[Haskell-cafe] monads once again: a newbie perspective

Thu Aug 24 14:53:03 EDT 2006

Hello!

I' m new to Haskell and try to find my way through types and monads.
I tried the yet Another Haskell Tutorial, very useful for types, but
almost unreadable for monads (that's my perspective!).
Then I discovered that wonderful paper by Wadler (Monads for
functional programming).
So I started "translating it" for someone who can be scared of
something with an abstract and footnotes coming from a professor.

I started writing it in order to clarify to myself this difficult
topic. I think I'm now grasping the concept of monads. 
I thought that someone else could find my writings useful.

It could become a page on the wiki. But before posting there I would
like to have your opinion. Perhaps this is just something unreadable.

Let me know.
Andrea
-------------- next part --------------
An evaluation of Philip Wadler's "Monads for functional programming"
(avail. from http://homepages.inf.ed.ac.uk/wadler/topics/monads.html)

Let's start with something simple: suppose we want to implement a new
programming language. We just finished with Abelson and Sussman's
Structure and Interpretation of Computer Programs
[http://swiss.csail.mit.edu/classes/6.001/abelson-sussman-lectures/]
and we want to test what we have learned.

Our programming language will be very simple: it will just compute the
sum operation.
So we have just one primitive operation (Add) that takes to constants
and calculates their sum
For instance, something like:
(Add (Con 5) (Con 6))
should yeld:
11

We will implement our language with the help of a data type
constructor such as:

> module MyMonads where
> data Term = Con Int
>          | Add Term Term
>            deriving (Show)

After that we build our interpreter:

> eval :: Term -> Int
> eval (Con a) = a
> eval (Add a b) = eval a + eval b

That's it. Just an example:

*MyMonads> eval (Add (Con 5) (Con 6))
11

Very very simple. The evaluator checks if its argument is a Cons: if
it is it just returns it.
If it's not a Cons, but it is a Term, it evaluates the right one and
sums the result with the result of the evaluation of the second term.

Now, that's fine, but we'd like to add some features, like providing
some output, to show how the computation was carried out.
Well, but Haskell is a pure functional language, with no side effects,
we were told.
Now we seem to be wanting to create a side effect of the computation,
its output, and be able to stare at it...
If we had some global variable to store the out that would be
simple...
But we can create the output and carry it along the computation,
concatenating it with the old one, and present it at the end of the
evaluation together with the evaluation of the expression!
Simple and neat!

> type MOut a = (a, Output)
> type Output = String
> 
> formatLine :: Term -> Int -> Output
> formatLine t a = "eval (" ++ show t ++ ") <= " ++ show a ++ " - "                                                       
> 
> evalO :: Term -> MOut Int
> evalO (Con a) = (a, formatLine (Con a) a)
> evalO (Add t u) = ((a + b),(x ++ y ++ formatLine (Add t u) (a + b)))
>     where (a, x) = evalO t
>           (b, y) = evalO u

Now we have what we want. But we had to change our evaluator quite a
bit. First we added a function, that takes a Term (of the expression
to be evaluated), an Int (the result of the evaluation) and gives back
an output of type Output (that is a synonymous of String). 

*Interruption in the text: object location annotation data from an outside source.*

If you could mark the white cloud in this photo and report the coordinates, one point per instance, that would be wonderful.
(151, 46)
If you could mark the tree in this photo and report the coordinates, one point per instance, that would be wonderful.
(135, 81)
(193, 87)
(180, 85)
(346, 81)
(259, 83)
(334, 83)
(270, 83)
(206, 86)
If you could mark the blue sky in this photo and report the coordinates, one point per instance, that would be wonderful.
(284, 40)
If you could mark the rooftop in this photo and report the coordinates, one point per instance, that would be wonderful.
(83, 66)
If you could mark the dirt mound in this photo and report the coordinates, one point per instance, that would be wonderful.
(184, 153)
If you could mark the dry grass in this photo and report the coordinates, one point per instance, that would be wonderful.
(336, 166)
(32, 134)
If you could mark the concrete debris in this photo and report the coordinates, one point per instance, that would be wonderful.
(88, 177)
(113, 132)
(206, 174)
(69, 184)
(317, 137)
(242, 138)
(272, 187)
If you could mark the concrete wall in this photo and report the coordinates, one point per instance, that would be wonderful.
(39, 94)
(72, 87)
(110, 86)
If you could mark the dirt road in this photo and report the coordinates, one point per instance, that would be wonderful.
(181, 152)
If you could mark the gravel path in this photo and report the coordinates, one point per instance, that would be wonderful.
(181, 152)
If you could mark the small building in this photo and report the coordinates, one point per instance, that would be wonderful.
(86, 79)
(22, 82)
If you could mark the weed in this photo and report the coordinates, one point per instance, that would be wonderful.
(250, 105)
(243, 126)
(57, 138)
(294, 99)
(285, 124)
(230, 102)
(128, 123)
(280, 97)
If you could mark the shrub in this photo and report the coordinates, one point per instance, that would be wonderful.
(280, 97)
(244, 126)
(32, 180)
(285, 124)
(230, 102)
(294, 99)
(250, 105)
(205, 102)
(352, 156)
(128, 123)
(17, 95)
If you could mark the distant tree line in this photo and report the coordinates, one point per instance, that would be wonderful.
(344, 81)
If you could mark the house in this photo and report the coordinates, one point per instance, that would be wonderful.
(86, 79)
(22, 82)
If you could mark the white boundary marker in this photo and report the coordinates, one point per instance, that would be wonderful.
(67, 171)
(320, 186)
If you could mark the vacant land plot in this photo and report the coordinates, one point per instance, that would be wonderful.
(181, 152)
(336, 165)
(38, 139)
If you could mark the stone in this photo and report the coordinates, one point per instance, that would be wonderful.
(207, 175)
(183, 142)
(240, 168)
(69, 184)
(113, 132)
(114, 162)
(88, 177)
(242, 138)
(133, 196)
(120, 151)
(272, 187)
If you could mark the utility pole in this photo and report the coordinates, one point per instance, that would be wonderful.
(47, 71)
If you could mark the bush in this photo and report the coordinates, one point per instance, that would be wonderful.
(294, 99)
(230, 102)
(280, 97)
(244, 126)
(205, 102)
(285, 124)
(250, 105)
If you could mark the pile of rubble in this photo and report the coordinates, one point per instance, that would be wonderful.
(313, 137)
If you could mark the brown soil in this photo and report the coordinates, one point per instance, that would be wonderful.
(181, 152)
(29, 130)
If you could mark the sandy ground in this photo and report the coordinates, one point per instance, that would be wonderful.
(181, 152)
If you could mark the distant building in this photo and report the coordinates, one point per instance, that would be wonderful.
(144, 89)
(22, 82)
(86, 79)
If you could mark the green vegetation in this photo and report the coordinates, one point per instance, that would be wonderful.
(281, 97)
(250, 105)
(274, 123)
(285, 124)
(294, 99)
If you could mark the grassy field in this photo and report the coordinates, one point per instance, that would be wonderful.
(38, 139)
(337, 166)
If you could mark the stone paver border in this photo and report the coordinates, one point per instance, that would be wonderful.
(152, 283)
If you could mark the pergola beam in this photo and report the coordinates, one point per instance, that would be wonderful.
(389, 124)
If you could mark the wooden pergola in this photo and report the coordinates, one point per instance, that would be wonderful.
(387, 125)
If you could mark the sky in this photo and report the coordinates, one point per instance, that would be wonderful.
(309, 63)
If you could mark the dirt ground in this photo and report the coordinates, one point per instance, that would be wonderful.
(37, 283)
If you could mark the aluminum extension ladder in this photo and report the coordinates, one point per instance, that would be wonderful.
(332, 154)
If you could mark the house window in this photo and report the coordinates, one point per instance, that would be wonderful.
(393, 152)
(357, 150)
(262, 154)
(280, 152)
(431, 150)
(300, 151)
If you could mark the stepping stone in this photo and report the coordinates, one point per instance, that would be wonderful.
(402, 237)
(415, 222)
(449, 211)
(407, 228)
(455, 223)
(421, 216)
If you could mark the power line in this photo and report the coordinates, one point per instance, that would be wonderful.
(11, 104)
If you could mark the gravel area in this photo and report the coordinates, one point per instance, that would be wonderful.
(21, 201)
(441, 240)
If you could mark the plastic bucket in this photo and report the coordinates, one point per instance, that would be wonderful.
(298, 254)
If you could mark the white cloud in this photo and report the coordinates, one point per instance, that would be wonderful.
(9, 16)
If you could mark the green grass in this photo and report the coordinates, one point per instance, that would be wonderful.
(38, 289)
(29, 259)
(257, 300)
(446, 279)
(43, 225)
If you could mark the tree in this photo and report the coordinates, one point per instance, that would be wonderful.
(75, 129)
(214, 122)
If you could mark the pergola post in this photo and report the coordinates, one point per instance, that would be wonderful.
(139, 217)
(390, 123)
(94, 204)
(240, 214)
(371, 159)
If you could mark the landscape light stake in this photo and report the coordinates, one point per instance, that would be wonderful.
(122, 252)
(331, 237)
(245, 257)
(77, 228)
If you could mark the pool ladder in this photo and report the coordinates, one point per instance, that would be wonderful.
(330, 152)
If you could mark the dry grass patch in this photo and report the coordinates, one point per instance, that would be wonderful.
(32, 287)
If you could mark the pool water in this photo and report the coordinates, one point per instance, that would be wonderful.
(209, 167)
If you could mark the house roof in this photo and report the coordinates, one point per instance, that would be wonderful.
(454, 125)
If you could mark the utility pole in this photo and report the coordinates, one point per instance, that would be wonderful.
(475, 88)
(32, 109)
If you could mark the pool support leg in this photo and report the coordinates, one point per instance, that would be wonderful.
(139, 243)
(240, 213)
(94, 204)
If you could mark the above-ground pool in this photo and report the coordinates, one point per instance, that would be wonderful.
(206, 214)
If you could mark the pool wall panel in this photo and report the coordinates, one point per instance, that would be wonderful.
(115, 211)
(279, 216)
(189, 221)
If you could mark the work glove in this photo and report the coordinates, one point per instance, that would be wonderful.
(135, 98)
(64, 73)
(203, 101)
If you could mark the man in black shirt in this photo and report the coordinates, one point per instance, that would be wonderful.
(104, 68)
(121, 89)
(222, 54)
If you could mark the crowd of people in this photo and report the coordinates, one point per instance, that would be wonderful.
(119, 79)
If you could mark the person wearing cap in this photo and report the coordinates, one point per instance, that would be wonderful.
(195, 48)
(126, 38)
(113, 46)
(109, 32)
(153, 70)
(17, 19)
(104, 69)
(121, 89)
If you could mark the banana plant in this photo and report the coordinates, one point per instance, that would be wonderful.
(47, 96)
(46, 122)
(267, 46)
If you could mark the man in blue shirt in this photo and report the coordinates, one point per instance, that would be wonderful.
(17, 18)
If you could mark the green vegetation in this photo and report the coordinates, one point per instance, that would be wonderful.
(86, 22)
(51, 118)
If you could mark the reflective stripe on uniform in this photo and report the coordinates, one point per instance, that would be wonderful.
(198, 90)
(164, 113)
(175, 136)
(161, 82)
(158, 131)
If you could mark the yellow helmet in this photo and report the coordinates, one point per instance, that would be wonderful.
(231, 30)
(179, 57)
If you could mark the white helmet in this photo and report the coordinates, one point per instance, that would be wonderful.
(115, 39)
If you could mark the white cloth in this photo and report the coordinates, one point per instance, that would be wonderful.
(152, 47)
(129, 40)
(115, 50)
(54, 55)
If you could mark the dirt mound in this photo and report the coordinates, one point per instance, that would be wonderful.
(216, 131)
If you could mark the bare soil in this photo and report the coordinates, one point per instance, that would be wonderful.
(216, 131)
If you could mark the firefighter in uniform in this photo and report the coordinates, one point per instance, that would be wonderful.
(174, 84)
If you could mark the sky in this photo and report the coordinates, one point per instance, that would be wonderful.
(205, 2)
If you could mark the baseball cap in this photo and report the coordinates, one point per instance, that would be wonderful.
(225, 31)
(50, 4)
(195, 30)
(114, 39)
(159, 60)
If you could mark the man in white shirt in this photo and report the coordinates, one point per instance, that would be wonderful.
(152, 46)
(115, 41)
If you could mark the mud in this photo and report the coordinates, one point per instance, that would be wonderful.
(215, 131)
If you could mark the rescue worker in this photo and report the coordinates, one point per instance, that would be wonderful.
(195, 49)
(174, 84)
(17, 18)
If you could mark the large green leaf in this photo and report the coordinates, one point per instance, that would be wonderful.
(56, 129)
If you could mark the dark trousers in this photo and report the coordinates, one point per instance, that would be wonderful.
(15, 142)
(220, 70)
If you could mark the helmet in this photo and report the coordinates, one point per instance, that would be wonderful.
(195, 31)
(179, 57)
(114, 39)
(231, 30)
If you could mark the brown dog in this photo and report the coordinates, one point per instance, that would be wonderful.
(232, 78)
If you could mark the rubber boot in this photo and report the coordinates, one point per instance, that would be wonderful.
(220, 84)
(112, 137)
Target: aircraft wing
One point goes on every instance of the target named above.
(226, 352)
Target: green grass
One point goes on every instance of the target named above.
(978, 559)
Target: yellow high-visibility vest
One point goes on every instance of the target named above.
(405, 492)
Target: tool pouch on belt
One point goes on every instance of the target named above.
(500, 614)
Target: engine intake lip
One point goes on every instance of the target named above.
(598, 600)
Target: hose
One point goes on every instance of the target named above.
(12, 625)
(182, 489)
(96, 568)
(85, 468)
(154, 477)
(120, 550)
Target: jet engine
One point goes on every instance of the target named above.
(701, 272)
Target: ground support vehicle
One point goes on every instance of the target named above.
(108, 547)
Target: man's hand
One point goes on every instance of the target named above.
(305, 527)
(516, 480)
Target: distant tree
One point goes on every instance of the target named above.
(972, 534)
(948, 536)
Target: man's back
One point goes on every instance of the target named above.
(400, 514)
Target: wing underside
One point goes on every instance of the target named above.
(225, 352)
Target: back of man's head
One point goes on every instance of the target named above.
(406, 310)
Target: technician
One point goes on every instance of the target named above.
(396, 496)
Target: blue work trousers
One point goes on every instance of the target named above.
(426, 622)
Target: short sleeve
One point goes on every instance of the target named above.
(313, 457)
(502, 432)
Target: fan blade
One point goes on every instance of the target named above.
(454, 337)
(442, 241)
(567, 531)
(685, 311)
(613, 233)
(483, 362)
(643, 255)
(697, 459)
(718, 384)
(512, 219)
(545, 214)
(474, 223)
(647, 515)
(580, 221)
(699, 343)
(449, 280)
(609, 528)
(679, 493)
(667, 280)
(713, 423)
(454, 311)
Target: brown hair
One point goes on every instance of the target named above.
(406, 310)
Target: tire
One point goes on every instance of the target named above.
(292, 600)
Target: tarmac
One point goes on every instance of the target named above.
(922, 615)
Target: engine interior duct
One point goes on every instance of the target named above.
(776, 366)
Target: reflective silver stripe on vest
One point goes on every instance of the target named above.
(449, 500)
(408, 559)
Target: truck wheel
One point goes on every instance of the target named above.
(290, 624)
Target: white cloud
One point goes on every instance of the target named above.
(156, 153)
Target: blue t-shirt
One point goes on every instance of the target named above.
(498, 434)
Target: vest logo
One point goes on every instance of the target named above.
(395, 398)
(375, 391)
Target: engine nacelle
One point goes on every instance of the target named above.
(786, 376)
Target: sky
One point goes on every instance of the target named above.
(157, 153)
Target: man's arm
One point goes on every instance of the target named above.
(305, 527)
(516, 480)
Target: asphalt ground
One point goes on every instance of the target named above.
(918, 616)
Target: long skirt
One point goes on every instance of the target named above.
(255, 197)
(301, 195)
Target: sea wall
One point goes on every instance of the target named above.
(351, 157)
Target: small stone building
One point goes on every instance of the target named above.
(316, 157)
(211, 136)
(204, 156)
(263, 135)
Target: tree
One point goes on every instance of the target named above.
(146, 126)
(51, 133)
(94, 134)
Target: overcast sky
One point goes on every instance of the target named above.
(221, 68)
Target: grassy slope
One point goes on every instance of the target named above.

The evaluator changed quite a lot! Now it has a different type: it
takes a Term data type and produces a new type, we called MOut, that
is actually a pair of a variable type a (an Int in our evaluator) and
a type Output, a string.
So our evaluator, now, will take a Term (the type of the expressions
in our new programming language) and will produce a pair, composed of
the result of the evaluation (an Int) and the Output, a string.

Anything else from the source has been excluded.